Thursday, September 23, 2010

Slowly Dealing with the Guilt!

I'm slowly settling in with my new life. Even though Christopher is 14 months, I am still adjusting. From other working mom sites that I have visited, this is apparently a normal reaction. Never in a million years did I think I would react to motherhood in this way. I never realized what an adjustment bringing a new life into the world would be. Don't get me wrong, I knew an adjustment would take place, but I had no idea that it would totally consume my being.

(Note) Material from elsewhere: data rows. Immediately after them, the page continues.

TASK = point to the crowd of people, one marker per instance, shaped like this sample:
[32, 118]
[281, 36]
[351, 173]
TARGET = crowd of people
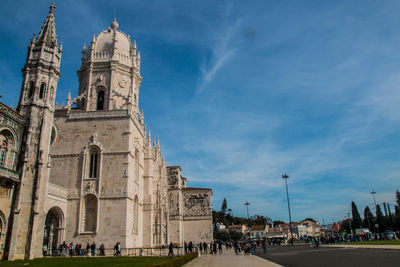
[70, 249]
[214, 248]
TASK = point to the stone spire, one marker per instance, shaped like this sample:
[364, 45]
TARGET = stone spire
[47, 35]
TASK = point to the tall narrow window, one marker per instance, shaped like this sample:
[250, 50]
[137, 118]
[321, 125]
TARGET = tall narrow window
[90, 213]
[3, 154]
[51, 94]
[93, 166]
[100, 100]
[41, 90]
[31, 88]
[135, 214]
[136, 165]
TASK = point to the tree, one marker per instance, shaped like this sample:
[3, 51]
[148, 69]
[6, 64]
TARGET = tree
[224, 206]
[356, 223]
[380, 220]
[236, 235]
[368, 219]
[397, 208]
[276, 223]
[221, 235]
[345, 226]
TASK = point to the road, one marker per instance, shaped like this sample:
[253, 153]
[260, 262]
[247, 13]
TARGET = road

I am...or perhaps I should say, was,...organized, a multi-tasker and a go-getter. At this point, I am neither. Before Christopher, I could accomplish everything all in one day and feel complete. Today, I would get lucky if I could accomplish one thing on my to-do list. And this, my friends, is what I am struggling to deal with the most. At the end of the day, I reflect on what I have gotten done and honestly, if it didn't have anything to do with Christopher...it didn't get done!

My bathrooms haven't been cleaned in weeks...maybe even months. Hell, my house hasn't been vacuumed in weeks either. I haven't read a book in over a year and the last time I got a massage was before Christopher was born.

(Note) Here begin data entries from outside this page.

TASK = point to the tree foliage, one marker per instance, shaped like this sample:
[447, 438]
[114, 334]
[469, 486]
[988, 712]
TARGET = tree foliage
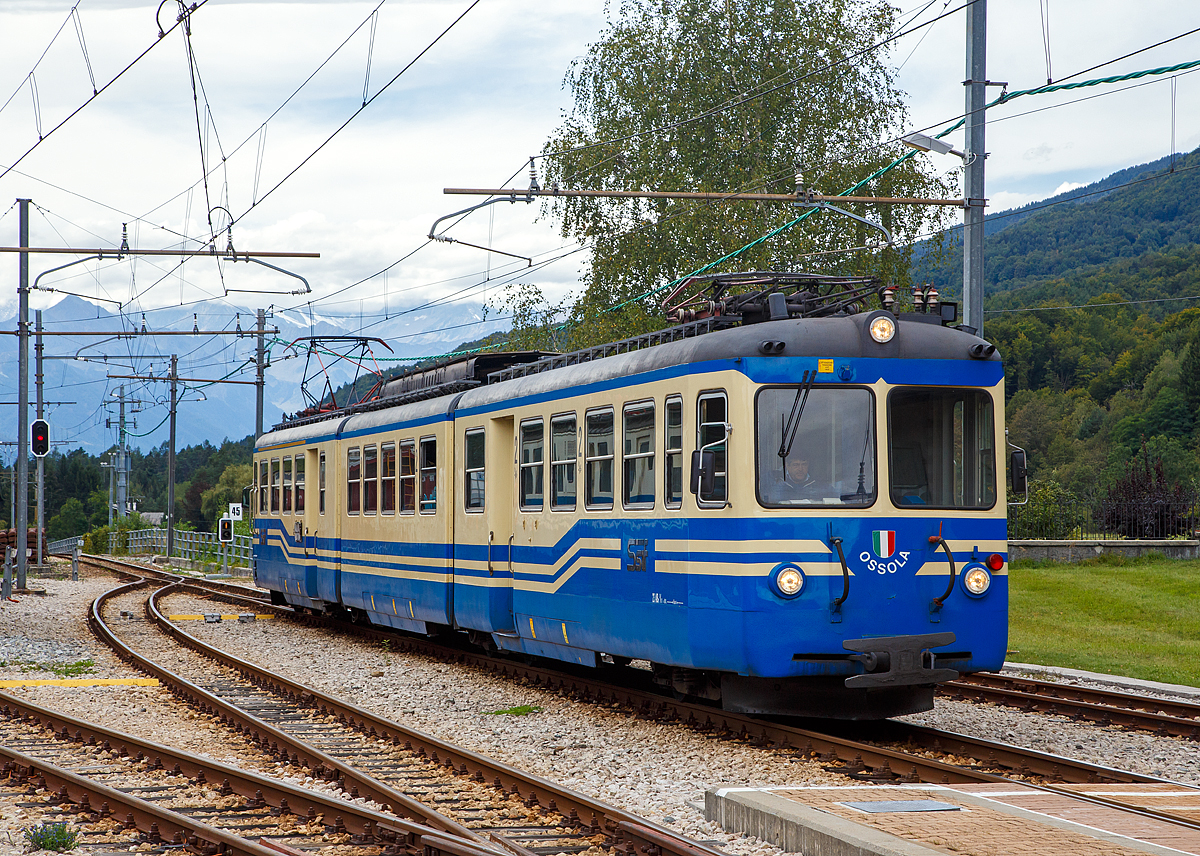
[729, 95]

My days are consumed with the following:
1. Work
2. Determining meals for Christopher
3. Determinig meals for us
4. Cleaning the kitchen
5. Cleaning up after Christopher
6. Laundry, laundry and more laundry
7. Spending time with Christopher before his bedtime
8. Preparing for the next day
9. Crashing into bed to start it all over again...the vicious and un-ending cycle.

I want to do it all...I really do, but I just can't physically do it. This is what I have to deal with. Somedays are good and somedays are bad. I have to come to terms with the fact that I am not perfect, I am human...let me repeat that...I.am.not.perfect, I.am.human.

One step closer in dealing with my guilt. Baby steps, friends...baby steps!